Libya is neither as geopolitically important as other countries experiencing uprisings in the region (like Egypt, Yemen and Bahrain) nor does it boast of having much influence over the greater Arab world. Its oil deposits are not as vital as those of Iraq or Saudi Arabia, although some of the European nations do have strong interests in the Libyan reserves. The terrorism and nuclear track record of the country has bettered in the past. The possibility of Gaddafi exploiting the political vacuum in Egypt and Tunisia is real, but intervention does not make it impossible. The humanitarian crisis, although severe, is not as worse as in many other countries in Africa. So then, why Libya?

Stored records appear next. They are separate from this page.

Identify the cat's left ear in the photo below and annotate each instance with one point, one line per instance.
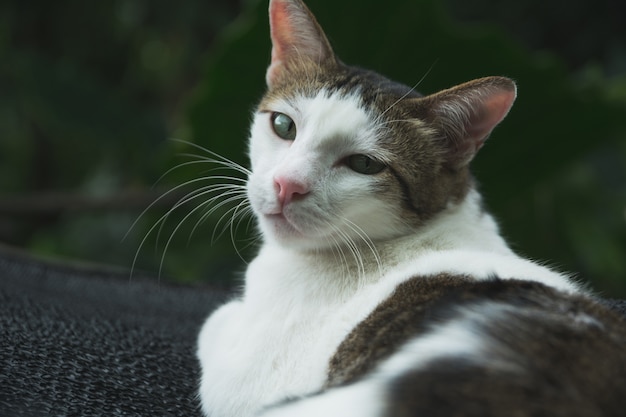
(297, 39)
(466, 114)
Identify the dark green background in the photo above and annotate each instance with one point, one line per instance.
(92, 92)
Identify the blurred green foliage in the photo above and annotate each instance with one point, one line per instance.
(90, 95)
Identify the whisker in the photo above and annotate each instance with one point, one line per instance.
(410, 91)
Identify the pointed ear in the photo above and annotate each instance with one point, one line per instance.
(466, 114)
(296, 38)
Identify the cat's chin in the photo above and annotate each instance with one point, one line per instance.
(280, 230)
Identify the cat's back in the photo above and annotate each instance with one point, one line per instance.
(449, 345)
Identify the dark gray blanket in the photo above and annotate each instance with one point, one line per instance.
(82, 341)
(87, 341)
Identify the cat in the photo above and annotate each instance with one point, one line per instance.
(382, 286)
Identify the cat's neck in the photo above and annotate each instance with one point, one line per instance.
(465, 226)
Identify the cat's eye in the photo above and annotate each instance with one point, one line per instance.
(283, 126)
(363, 164)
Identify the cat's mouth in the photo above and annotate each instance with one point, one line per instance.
(282, 226)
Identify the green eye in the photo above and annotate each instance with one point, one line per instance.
(364, 164)
(283, 126)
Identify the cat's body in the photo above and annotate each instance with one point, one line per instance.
(379, 261)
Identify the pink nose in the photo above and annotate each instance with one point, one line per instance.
(289, 189)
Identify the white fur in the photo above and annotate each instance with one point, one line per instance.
(302, 299)
(460, 337)
(329, 129)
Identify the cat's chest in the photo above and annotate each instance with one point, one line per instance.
(256, 358)
(275, 343)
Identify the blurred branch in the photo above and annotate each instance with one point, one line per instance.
(53, 203)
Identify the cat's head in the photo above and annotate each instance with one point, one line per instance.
(340, 153)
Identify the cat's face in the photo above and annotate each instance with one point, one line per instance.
(343, 156)
(320, 173)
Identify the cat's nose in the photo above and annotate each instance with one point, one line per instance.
(289, 190)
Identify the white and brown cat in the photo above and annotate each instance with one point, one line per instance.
(382, 287)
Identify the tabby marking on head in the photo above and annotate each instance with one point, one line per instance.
(380, 273)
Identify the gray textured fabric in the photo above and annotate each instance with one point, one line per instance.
(83, 341)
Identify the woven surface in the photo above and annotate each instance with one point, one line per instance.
(87, 341)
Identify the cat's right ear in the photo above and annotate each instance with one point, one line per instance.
(466, 114)
(297, 39)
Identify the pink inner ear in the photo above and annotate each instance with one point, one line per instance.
(280, 32)
(491, 112)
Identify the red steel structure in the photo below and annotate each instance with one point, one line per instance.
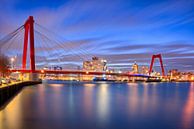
(161, 63)
(29, 31)
(29, 37)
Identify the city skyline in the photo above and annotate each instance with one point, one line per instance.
(122, 32)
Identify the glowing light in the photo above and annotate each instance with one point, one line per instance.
(12, 59)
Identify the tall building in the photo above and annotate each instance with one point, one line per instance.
(96, 64)
(144, 70)
(135, 68)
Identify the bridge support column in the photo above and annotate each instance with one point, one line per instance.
(33, 77)
(161, 63)
(29, 31)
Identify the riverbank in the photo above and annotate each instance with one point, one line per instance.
(7, 92)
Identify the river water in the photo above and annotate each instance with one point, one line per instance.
(103, 105)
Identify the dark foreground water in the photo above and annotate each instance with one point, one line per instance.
(76, 105)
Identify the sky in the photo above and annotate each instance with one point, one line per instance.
(121, 31)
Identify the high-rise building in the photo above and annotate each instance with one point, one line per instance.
(144, 70)
(96, 64)
(135, 68)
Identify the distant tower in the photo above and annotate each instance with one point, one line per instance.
(135, 68)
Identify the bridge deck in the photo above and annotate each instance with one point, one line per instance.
(79, 72)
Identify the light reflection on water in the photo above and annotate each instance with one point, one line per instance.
(72, 105)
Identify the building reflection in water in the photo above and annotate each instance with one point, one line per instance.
(188, 111)
(88, 100)
(7, 121)
(103, 103)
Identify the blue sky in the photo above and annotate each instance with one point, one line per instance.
(122, 31)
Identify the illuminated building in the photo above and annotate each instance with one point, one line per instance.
(96, 65)
(145, 70)
(135, 68)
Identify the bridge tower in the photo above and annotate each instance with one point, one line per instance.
(159, 56)
(29, 32)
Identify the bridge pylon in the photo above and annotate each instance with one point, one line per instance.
(29, 33)
(161, 63)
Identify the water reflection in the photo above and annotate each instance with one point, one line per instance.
(103, 102)
(101, 105)
(188, 111)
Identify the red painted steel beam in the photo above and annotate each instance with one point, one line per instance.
(32, 49)
(25, 47)
(78, 72)
(161, 63)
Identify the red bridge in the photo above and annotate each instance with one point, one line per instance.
(29, 38)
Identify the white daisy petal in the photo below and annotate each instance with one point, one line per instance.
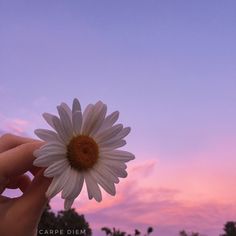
(117, 155)
(65, 122)
(99, 113)
(57, 184)
(108, 133)
(77, 121)
(74, 185)
(68, 203)
(50, 150)
(92, 187)
(84, 128)
(46, 135)
(87, 119)
(117, 171)
(76, 106)
(110, 120)
(114, 163)
(60, 130)
(118, 144)
(47, 160)
(56, 168)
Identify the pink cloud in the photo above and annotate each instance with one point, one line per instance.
(139, 205)
(14, 125)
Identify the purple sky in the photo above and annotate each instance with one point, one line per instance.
(167, 66)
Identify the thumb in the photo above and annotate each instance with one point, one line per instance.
(33, 201)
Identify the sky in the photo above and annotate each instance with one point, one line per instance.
(167, 66)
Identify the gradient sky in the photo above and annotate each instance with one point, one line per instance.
(169, 67)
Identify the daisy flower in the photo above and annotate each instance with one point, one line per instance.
(84, 147)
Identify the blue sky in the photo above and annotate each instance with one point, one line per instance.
(167, 66)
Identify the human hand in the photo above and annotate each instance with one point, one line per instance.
(20, 216)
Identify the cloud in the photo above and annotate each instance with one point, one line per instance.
(139, 204)
(15, 126)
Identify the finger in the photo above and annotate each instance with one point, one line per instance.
(22, 182)
(18, 160)
(34, 170)
(33, 202)
(8, 141)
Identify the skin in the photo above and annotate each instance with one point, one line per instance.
(20, 216)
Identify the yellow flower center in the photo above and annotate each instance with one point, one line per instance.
(82, 152)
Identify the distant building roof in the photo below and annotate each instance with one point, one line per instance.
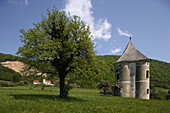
(131, 54)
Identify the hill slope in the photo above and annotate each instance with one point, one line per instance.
(160, 71)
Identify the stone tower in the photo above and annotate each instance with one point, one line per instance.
(132, 78)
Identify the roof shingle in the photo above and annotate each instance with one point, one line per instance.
(131, 54)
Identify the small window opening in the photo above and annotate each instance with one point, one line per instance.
(147, 74)
(147, 91)
(118, 76)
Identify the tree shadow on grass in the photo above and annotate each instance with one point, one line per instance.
(36, 97)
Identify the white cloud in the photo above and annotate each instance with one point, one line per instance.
(115, 50)
(16, 2)
(26, 2)
(125, 33)
(100, 29)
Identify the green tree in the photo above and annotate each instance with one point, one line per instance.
(63, 40)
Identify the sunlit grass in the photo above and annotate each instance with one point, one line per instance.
(25, 99)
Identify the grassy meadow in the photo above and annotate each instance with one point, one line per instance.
(23, 99)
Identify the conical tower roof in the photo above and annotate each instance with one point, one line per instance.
(131, 54)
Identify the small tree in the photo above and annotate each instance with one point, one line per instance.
(64, 41)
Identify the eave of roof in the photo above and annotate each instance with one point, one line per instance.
(131, 54)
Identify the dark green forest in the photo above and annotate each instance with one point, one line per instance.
(160, 71)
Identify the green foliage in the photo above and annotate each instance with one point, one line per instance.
(64, 41)
(8, 57)
(159, 71)
(160, 74)
(23, 100)
(8, 74)
(6, 84)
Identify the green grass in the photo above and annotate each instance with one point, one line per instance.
(26, 100)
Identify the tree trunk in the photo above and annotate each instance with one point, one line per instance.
(63, 89)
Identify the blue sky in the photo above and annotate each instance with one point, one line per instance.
(112, 22)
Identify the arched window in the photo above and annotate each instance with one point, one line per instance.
(147, 91)
(147, 73)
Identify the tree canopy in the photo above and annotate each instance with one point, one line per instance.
(60, 38)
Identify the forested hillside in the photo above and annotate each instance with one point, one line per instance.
(160, 71)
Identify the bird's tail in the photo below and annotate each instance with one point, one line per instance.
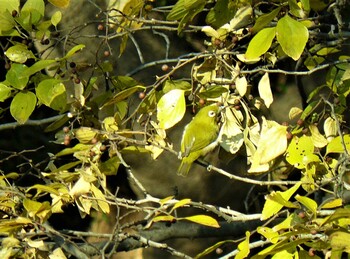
(184, 168)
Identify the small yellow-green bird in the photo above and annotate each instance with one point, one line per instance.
(199, 137)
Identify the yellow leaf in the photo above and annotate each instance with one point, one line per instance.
(272, 142)
(271, 207)
(331, 204)
(264, 88)
(85, 134)
(318, 140)
(171, 108)
(164, 218)
(80, 187)
(181, 203)
(203, 220)
(60, 3)
(241, 85)
(243, 247)
(101, 199)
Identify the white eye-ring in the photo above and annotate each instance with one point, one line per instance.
(211, 113)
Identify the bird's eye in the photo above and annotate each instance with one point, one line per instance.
(211, 113)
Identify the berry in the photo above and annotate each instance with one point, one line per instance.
(300, 122)
(77, 80)
(106, 53)
(100, 27)
(142, 95)
(165, 67)
(201, 101)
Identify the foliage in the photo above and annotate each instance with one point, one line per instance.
(245, 43)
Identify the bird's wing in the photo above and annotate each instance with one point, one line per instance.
(200, 141)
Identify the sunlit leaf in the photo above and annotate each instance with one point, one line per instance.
(241, 85)
(294, 112)
(80, 187)
(292, 36)
(317, 139)
(74, 50)
(299, 151)
(336, 145)
(265, 20)
(260, 43)
(56, 18)
(5, 92)
(270, 234)
(171, 108)
(203, 220)
(19, 53)
(15, 76)
(180, 203)
(340, 241)
(100, 198)
(310, 204)
(22, 106)
(264, 88)
(243, 247)
(271, 207)
(272, 142)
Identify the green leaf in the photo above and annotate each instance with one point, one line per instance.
(176, 84)
(19, 53)
(60, 3)
(36, 8)
(5, 92)
(122, 95)
(9, 5)
(38, 66)
(110, 167)
(292, 36)
(299, 149)
(260, 43)
(171, 108)
(341, 213)
(265, 20)
(56, 18)
(310, 204)
(221, 13)
(15, 76)
(74, 50)
(336, 145)
(243, 247)
(22, 106)
(276, 200)
(340, 241)
(52, 93)
(203, 220)
(213, 91)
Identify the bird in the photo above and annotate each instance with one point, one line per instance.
(199, 137)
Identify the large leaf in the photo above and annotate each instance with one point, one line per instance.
(260, 43)
(171, 108)
(264, 88)
(292, 36)
(52, 93)
(15, 76)
(19, 53)
(5, 92)
(22, 106)
(60, 3)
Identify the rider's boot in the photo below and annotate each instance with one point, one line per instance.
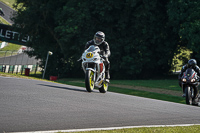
(183, 93)
(107, 76)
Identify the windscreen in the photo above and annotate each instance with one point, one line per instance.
(92, 48)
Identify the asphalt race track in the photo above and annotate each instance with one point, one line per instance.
(32, 105)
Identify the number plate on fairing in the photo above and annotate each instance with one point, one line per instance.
(89, 55)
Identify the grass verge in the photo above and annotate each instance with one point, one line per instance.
(178, 129)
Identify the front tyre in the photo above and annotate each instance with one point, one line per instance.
(89, 80)
(188, 97)
(104, 87)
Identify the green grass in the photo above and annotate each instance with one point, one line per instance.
(8, 2)
(3, 21)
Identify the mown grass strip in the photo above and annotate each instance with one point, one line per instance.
(178, 129)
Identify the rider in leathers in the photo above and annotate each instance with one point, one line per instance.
(192, 63)
(99, 40)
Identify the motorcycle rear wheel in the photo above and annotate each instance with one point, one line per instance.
(104, 87)
(188, 97)
(89, 82)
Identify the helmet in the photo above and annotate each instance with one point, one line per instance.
(99, 37)
(192, 63)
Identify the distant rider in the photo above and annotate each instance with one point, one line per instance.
(99, 40)
(192, 63)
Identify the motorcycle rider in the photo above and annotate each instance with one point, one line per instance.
(192, 63)
(99, 40)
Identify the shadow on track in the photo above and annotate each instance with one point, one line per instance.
(65, 88)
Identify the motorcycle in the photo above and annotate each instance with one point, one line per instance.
(94, 69)
(190, 82)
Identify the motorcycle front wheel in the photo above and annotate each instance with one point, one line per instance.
(188, 97)
(89, 82)
(104, 87)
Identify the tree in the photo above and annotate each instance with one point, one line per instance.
(185, 19)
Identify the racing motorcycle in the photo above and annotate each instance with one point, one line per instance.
(94, 69)
(190, 82)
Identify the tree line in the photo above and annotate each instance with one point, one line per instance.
(143, 35)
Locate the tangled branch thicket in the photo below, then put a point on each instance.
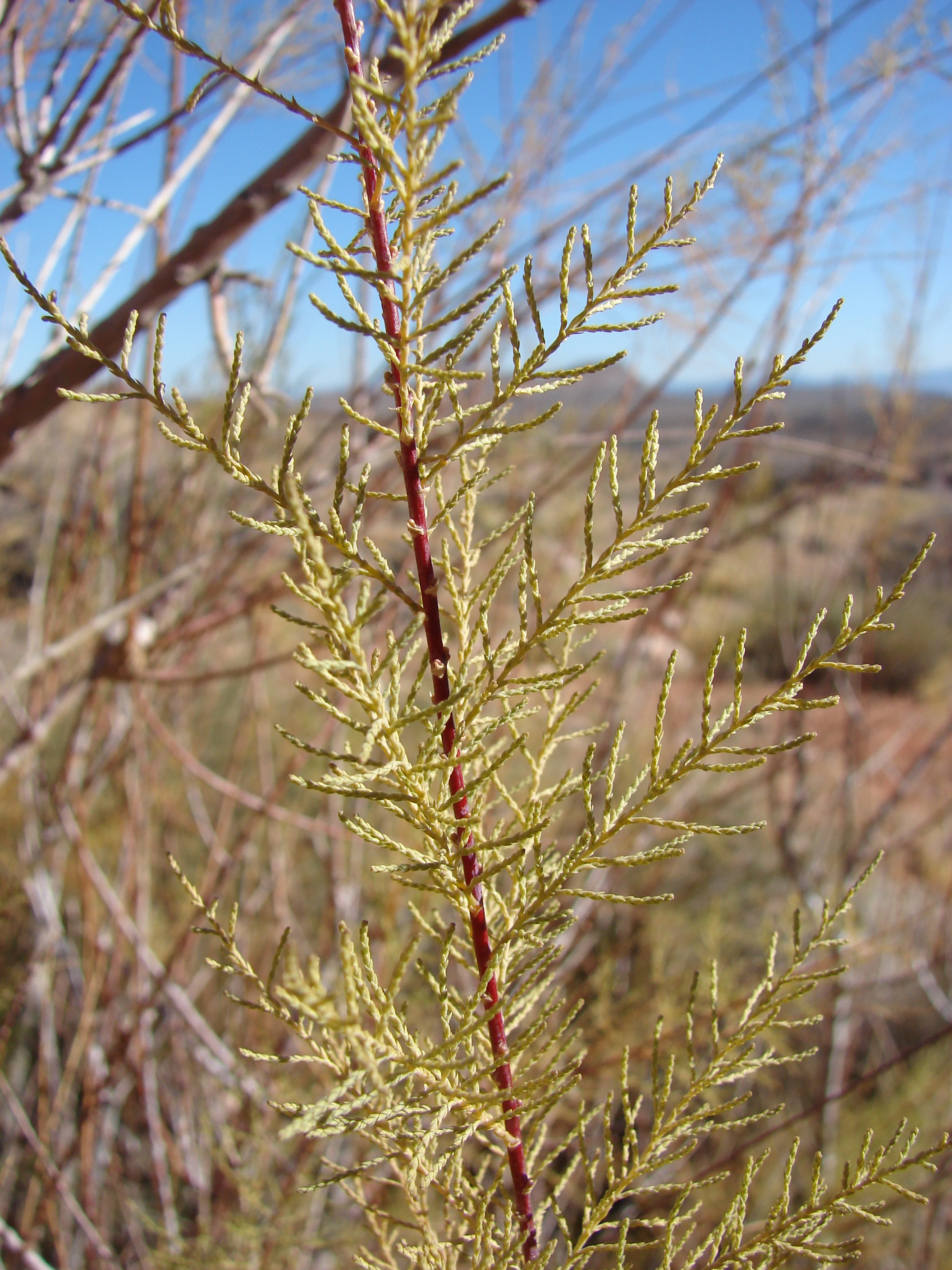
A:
(452, 727)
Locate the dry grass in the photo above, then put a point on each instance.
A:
(169, 1154)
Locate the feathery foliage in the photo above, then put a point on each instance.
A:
(451, 735)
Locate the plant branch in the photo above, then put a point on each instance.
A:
(438, 658)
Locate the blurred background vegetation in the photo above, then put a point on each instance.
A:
(141, 668)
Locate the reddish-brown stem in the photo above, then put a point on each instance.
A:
(438, 657)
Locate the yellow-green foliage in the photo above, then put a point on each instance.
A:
(416, 1095)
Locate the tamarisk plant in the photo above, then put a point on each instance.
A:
(451, 731)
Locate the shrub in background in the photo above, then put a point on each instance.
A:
(452, 675)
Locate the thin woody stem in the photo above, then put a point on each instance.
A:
(438, 657)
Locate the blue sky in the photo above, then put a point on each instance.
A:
(889, 240)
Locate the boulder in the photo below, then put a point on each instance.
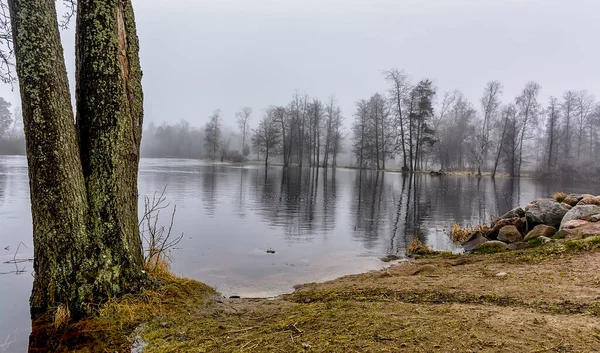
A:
(547, 212)
(539, 231)
(581, 229)
(590, 201)
(575, 223)
(566, 205)
(580, 212)
(519, 223)
(492, 245)
(510, 234)
(474, 242)
(516, 212)
(520, 245)
(573, 199)
(544, 239)
(536, 201)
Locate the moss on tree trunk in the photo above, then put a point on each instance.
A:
(83, 178)
(109, 118)
(58, 197)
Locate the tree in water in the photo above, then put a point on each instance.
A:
(266, 137)
(83, 177)
(212, 134)
(6, 119)
(243, 119)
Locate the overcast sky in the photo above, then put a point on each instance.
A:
(200, 55)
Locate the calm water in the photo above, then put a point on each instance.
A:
(322, 225)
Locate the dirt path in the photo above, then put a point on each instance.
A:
(538, 300)
(546, 303)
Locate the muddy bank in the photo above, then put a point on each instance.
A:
(535, 300)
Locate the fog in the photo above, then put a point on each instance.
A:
(199, 56)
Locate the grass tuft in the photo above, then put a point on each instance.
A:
(460, 235)
(418, 248)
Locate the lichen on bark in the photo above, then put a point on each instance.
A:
(57, 189)
(83, 178)
(109, 119)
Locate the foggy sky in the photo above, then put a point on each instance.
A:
(200, 55)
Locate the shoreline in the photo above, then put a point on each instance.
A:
(458, 301)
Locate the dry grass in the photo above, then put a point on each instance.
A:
(559, 196)
(416, 247)
(546, 303)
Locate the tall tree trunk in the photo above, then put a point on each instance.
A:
(301, 141)
(376, 117)
(109, 116)
(383, 147)
(57, 188)
(399, 103)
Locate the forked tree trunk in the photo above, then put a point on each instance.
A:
(57, 188)
(109, 117)
(83, 196)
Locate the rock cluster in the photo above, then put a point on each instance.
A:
(577, 216)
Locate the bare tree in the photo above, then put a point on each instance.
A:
(267, 136)
(584, 105)
(400, 87)
(553, 118)
(568, 109)
(490, 102)
(528, 110)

The clear and present danger of mass murders causing an almost unanimous abhorrence of Muammar Gaddafi, and the favorable popular opinion in the Arab world in the wake of revolutionary fervor – made for a perfect case for humanitarian intervention. Of course, the parties to the intervention did not come completely for altruistic reasons. While on the one hand, the military intervention in Libya was an opportunity for the West to uphold the moral principles of freedom, justice and democracy, on the other, it was an opening to get involved in the Arab upheaval and try to shape the post-revolt Middle East in a fashion that protects Western interests. It was also a chance to underline the U.S. military and economic might – having committed armed forces for Libya despite heavy military involvement in Iraq and Afghanistan, despite the current economic downturn – and to send a strong signal to Iran to avoid indulging in any misadventure. The initial reluctance and later insistence on playing a supporting role, signified a multilateralist shift in the Washington's foreign policy. At the same time, seeming leadership confusion in the coalition reinforced the U.S. position at the top in the world order.
Media in the region has been largely viewing the strikes through the prism of their respective country's situation. The Egyptian and Qatari opinion makers blame Gaddafi for the attacks, with the former supporting democracy in Libya and secretly supplying rebels with arms, and later deploying its combat aircraft in the mission. In Bahrain, where the popular revolt was recently crushed, people decry the dichotomy in the functioning of the international community. Although little concrete help has come from their governments, there indeed is widespread Arab support for stopping Gadaffi's "murderous madness."
Sadly, the Libyan conflict seems to be deadlocked. Gaddafi has no option but to fight it out unless he is assured of a safe passage out of Libya and reprieve from the International Criminal Court. The rebels have so far shown little signs of coalescing into a fighting force that can take on a professional military. The U.S. has made it clear that it would not land any ground forces. The Arab League abhors any intervention beyond maintaining a no-fly zone over Libya. If it goes on like this, a civil war will set in – which will make rebels dependent on the coalition forces for support and consequently becoming puppets in the western hands. If the Arab nations sense western occupational or oil motives in Libya, the support for the coalition action will evaporate in no time.
The history and geography of Libya also raises fear of it becoming a jihadist bastion in case of anarchy. After all, these very Eastern towns of Libya were considered as safe havens for Al Qaeda members and Libyan arms have found their way to terrorists in past. The U.S. would be wary of creating another Al Qaeda in Libya. Gaddafi too can resort to his old tactics of using terrorist strikes to avenge attacks on his military.
Given that this impasse can put the entire region in turmoil, it makes sense to call for a political solution and immediate ceasefire – something that the Arab League, United Nations, European Union, African Union and the Organization of Islamic Conference have recently advocated. The BRIC nations have condemned the air strikes and the Arab League Secretary General has said, "What we want is the protection of civilians and not the shelling of more civilians." In fact, the trigger happy coalition forces should have initially exercised the option of sanctions and negotiations in order to prevent the civilian massacre, instead of launching a military attack.